My baritone friend in the pub might
well have described that as nothing more than “Pie in the sky” - it wouldn’t, I
think, have been enough for him. But faith is about believing the promise, even
if that’s not what it feels like here and now. Not everyone manages to do it;
some of the people Paul was writing to didn’t manage to do it. Not everyone
stayed strong when the church faced opposition and persecution - there were some
who abandoned the faith. Would I have been one of them? I really don’t know - I
hope not, and I’ve been hugely inspired by the stories of faith that spring up
in the dark and desperate and painful places of our world. Of faith tested to
the utmost and not found wanting. I hope I could share that faith; I pray that
I would.
Let’s look at what Jesus was saying
in our Gospel reading. He was being questioned about some of his fellow
countrymen who’d been put to death by the Romans, and others who’d been the
victims of accident, of the collapse of a tower. And we see him refuse to say what
probably other religious people might have said, that those who died must have
deserved their fate. Instead, he insists that they were no more deserving of
their fate than anyone else.
It can be an easy way out, to say something
along the lines of, “Well, I expect he got what was coming to him.” But Jesus doesn’t
say that.

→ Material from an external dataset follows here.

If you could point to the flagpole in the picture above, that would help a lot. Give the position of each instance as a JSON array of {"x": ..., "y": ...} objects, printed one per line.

What he does say, though, is quite a difficult bit of teaching - that
in reality, each one of us has got it coming to us. No-one is so good, so
saintly, so blameless that they can by their own efforts be free from the
inevitable penalty of human sin. All of us fall, and not one of us can save him
or herself. So all our human life is lived in the shadow of accident, illness,
tragedy, cruelty and war. Even the strongest and most saintly of us will in the
end run out of years. In Isaiah chapter 53 we find this verse, which we can
also hear sung in Messiah: “All we like sheep have gone astray; we have turned
every one to his own way; and the Lord has laid on him the iniquity of us all” While
Paul wrote to the Church in Rome that “The wages of sin is death.”
So one response to that question
last Sunday might have been to say that there are no innocents. Everyone is
stained with sin. As an explanation of things, it’s not a very happy one, in fact
left as it is it’s a recipe for despair. But to repeat that quote from Isaiah, “The
Lord has laid on him the iniquity of us all.” And to continue the quote
from Romans chapter 6, “but the gift of God is eternal life in Christ Jesus our
Lord.”
In a world that seems unfair, that
is unfair, and that is full of suffering and pain, Christ who himself suffered,
who was himself treated unfairly and unjustly, becomes our king and our
saviour. He and he alone can lift us from despair; he journeys to the cross in
order to make himself our only hope.
I am trying hard to live a good
Lent, to turn round the things in my own life might that get in the way of
discipleship. But try as I may to do the right thing, I keep slipping back,
letting myself down, letting God down. “Light came into the world,” said Jesus
to Nicodemus in John chapter 3, “but people preferred the darkness.” The good
news is that however much we shun the light, we are still loved by God. We
cannot save ourselves, not by any number of good deeds or righteous acts, and
yet the promise of salvation is true and real. We live in a world marred by
tragedy and mired in sin, but beyond the suffering and pain, and even hiding
within it, there is also love.
Each small act of human kindness
tells the powers of evil that they can never win. Light is always stronger than
darkness, and love is always stronger than evil. Our God is a generous and gracious
God, who loves us even when we make ourselves unlovable. We see his love in the
one man without sin, on whom all our sins were laid. And if we turn to him, if
we turn back to the light of God’s love, we discover that human tragedy,
however dreadful, can never have the last word: for his love always will.